The rebate, set out today by Ofwat following its assessment of performance against targets set for 2022/23, will come off customers’ bills for next year. Water companies were set stretching targets for 2020-25 to deliver better outcomes, for both customers and the environment.

Where they fall short on these, the regulator reduces the amount of money companies can collect from customers.

Ofwat’s decision comes as it publishes its annual Water Company Performance Report, which categorises companies’ performance as ‘leading’ ‘average’ or ‘lagging’, against a set of common metrics including pollution incidents, customer service and leakage. This year, no company has been ranked in the ‘leading’ category.

Ten companies are in the ‘average’ category and seven have been categorised as ‘lagging’ (Anglian Water, Dŵr Cymru, Southern Water, Thames Water, Yorkshire Water, Bristol Water and South East Water).

​​Ofwat’s Water Company Performance Report has also assessed company performance for the three years since the start of the current regulatory cycle (which covers 2020-2025). Over that time, companies have shown improvements in areas including leakage and internal sewer flooding and last year, all but one company achieved the performance level for unplanned water outages.

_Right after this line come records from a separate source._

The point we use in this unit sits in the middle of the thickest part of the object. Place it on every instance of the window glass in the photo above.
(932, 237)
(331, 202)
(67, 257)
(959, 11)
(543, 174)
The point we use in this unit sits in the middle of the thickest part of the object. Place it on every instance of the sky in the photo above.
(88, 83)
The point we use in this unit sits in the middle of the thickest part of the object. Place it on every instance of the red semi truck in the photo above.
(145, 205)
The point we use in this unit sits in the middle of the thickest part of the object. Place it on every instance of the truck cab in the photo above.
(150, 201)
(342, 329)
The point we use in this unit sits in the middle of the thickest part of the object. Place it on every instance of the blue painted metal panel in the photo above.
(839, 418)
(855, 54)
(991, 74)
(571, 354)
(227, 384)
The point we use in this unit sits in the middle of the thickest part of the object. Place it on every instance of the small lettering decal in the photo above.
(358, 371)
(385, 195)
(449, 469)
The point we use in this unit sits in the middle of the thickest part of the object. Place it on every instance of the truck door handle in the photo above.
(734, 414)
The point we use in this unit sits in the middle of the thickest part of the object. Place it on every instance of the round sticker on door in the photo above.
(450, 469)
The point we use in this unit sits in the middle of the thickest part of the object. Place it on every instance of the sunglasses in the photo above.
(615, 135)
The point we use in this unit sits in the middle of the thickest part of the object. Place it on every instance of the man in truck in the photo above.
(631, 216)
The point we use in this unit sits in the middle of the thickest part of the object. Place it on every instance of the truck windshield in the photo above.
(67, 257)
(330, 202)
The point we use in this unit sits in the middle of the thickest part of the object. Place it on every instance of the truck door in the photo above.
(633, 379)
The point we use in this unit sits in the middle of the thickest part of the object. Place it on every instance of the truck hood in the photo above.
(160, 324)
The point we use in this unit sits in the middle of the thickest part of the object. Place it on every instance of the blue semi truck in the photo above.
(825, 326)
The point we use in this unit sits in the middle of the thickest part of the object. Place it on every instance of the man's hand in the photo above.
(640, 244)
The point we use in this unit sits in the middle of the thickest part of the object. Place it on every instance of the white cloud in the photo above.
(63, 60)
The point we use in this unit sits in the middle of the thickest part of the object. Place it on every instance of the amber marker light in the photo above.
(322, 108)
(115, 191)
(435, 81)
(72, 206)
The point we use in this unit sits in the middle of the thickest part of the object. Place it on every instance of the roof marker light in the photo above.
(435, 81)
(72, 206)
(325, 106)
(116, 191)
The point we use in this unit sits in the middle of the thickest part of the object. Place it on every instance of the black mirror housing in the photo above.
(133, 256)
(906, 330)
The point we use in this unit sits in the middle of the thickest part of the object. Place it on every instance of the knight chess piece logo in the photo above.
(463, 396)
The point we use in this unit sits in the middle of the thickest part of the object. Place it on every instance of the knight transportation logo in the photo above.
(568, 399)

However, across the board, progress has been too slow. In 2022/23, fewer than half of companies achieved their performance target on reducing pollution incidents and fewer than half of the companies meeting their performance commitment on leakage. This performance is matched by an overall decline in customer satisfaction during the past year.

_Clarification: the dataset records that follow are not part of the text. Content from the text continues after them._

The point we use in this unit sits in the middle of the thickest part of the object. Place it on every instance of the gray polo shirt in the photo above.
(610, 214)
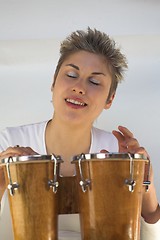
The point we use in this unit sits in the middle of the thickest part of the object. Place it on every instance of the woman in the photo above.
(85, 82)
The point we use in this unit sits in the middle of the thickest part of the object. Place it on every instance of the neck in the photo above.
(67, 141)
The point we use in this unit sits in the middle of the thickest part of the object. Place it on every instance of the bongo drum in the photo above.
(110, 195)
(32, 184)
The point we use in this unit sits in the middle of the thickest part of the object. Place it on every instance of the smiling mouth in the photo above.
(75, 102)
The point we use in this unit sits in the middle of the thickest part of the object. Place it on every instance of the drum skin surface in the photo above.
(34, 205)
(108, 210)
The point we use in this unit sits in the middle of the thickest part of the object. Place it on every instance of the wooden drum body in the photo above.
(32, 183)
(110, 195)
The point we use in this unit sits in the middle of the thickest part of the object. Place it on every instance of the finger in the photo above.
(104, 151)
(125, 131)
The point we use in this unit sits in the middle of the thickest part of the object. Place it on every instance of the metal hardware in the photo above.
(131, 182)
(11, 186)
(54, 183)
(147, 182)
(83, 183)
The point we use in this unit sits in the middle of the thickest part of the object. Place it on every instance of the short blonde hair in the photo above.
(99, 43)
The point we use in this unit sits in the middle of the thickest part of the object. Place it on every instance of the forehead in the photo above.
(87, 60)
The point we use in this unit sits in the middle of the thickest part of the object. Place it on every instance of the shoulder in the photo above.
(102, 139)
(21, 135)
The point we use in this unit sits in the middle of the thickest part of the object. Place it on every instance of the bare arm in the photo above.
(150, 206)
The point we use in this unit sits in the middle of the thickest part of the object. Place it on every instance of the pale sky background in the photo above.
(30, 35)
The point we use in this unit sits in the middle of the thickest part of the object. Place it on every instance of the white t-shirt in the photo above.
(33, 135)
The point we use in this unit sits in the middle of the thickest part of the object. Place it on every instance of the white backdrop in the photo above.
(30, 34)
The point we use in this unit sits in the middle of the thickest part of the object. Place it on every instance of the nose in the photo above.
(78, 88)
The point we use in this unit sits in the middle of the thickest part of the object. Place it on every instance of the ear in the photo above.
(109, 101)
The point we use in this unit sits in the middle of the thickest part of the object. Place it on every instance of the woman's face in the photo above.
(81, 88)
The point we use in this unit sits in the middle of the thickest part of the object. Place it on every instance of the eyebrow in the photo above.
(77, 68)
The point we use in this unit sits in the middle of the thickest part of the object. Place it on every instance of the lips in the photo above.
(76, 102)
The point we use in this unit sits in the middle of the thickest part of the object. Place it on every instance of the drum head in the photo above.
(31, 159)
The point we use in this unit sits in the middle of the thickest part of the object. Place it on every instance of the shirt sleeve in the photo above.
(150, 231)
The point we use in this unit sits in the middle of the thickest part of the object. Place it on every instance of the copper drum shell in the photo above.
(108, 210)
(34, 205)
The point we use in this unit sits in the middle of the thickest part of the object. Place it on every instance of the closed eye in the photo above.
(94, 81)
(72, 75)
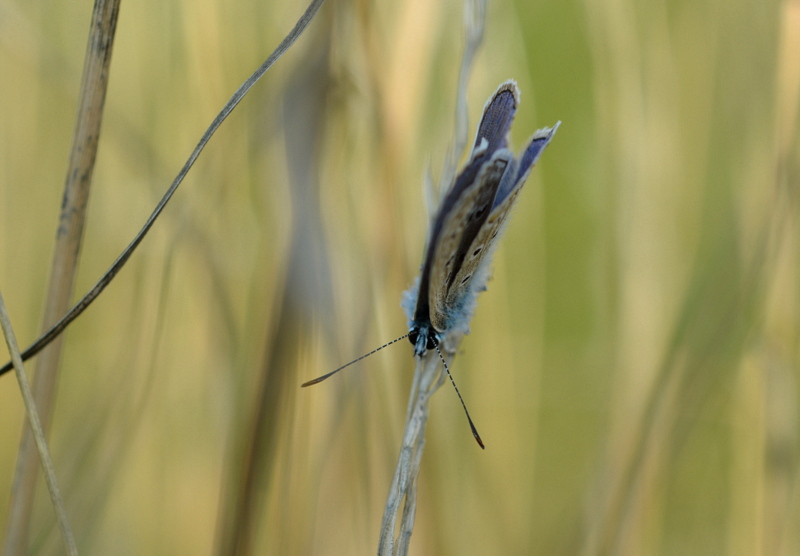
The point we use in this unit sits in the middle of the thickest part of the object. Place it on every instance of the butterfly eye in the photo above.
(433, 341)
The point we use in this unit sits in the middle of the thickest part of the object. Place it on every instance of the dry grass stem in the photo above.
(65, 257)
(428, 377)
(38, 435)
(55, 330)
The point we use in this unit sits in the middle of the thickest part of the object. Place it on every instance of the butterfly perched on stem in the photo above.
(465, 230)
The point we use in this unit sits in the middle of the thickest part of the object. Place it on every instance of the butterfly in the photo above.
(464, 232)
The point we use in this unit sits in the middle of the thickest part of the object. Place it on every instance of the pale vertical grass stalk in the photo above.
(37, 431)
(56, 329)
(65, 257)
(428, 376)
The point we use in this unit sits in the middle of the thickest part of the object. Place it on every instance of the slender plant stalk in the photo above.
(38, 433)
(427, 376)
(65, 258)
(55, 330)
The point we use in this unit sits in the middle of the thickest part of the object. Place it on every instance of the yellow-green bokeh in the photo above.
(632, 368)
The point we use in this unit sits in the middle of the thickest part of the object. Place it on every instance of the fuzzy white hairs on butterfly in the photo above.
(465, 231)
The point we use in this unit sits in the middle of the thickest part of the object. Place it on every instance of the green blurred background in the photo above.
(632, 368)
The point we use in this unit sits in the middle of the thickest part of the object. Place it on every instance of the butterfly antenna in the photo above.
(323, 377)
(453, 382)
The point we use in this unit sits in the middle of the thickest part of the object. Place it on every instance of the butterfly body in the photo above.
(467, 224)
(464, 233)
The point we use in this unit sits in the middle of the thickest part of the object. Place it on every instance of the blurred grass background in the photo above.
(633, 367)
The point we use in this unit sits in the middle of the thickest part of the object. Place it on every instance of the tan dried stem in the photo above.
(38, 433)
(65, 257)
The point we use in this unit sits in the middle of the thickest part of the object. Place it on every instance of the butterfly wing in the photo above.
(461, 225)
(470, 278)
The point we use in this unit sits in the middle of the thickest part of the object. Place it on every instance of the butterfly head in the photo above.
(423, 337)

In addition, Ofwat also reports that most companies have not fully invested their 2020-2023 allowed funding for delivering service enhancements.

David Black, Ofwat CEO said:

“The targets we set for companies were designed to be stretching – to drive improvements for customers and the environment. However, our latest report shows they are falling short, leading to £114m being returned to customers through bill reductions. While that may be welcome to billpayers, it is very disappointing news for all who want to see the sector do better.

“It is not going to be easy for companies to regain public trust, but they have to start with better service for customers and the environment. We will continue to use all our powers to ensure the sector delivers better value.”

Ofwat is currently investigating all 11 water and wastewater companies and there are live enforcement cases for six companies for potential failures on sewage discharges into the environment.

There are also two live enforcement cases into Dŵr Cymru and South West Water in relation to the accuracy of reporting of leakage and per capita consumption performance.